There are a lot of things we can do that we shouldn't. Cloning come to mind. I'm not particuarly gung-ho on science. And I think the worldview of most of the scientific community is wrong. That doesn't mean that the creation is bad and that exploring it and using it can't be for the glory of God.

I could even suggest that we have an obligation to explore it for the glory of God.

Posted by: David Holford at July 17, 2003 02:42 PM

I answer yes to all the things you say. Science that lets us live to 100 only allows the majority of us to spend our youth in idleness and TV indoctrination, and our old age in an increasingly drug-based pseudo-life. At both ends (and in the middle) we pretend death isn't real.

As to being monastic, the church pretty much teaches that, saying even marriage is a form of monasticism.
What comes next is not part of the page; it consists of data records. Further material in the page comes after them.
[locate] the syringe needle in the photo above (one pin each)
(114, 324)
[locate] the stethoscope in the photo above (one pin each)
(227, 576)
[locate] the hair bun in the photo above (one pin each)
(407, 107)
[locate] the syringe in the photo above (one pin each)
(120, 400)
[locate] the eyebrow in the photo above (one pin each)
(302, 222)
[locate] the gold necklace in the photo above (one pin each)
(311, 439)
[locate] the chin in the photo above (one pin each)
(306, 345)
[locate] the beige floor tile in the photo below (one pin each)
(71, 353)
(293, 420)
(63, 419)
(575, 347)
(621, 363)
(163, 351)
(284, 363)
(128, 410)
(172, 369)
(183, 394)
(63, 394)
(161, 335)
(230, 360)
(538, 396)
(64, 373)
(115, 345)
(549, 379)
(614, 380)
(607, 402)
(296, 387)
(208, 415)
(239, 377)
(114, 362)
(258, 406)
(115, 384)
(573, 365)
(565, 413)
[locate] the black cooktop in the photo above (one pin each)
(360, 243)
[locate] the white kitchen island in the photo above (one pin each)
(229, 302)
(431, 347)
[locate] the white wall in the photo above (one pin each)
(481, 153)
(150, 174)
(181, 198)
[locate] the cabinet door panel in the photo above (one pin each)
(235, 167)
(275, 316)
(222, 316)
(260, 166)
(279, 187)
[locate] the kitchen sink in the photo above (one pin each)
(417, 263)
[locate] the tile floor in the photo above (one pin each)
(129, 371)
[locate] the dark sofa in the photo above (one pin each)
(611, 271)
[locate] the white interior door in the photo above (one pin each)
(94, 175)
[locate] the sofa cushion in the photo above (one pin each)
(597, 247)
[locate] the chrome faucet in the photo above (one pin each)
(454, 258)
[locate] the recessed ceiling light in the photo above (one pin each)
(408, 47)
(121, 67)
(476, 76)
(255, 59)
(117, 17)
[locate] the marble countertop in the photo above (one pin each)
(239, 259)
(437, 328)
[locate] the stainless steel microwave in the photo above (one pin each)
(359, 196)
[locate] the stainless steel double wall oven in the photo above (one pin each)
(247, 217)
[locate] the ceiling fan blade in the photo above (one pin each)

All of us are, to one degree or another monastic - each with our cross to bear daily. That's why we are called to live life in that joyful sorrow. Not to get distracted by the world system and all of its gee-gaws and doodads. Yes, creation is wonderful, but when it distracts us, we're in trouble. But I'd love to hear a council have talked about "exploring for the glory of God" :-)

Of course all of this begs the question of what any of this has to do with a gov't flying a rocket off into space. To which I answer nothing at all, it's all about the individual Chrisitian. But you know how I feel about Christians playing in gov't in these increasingly unChristian (if not anti-Christian) days.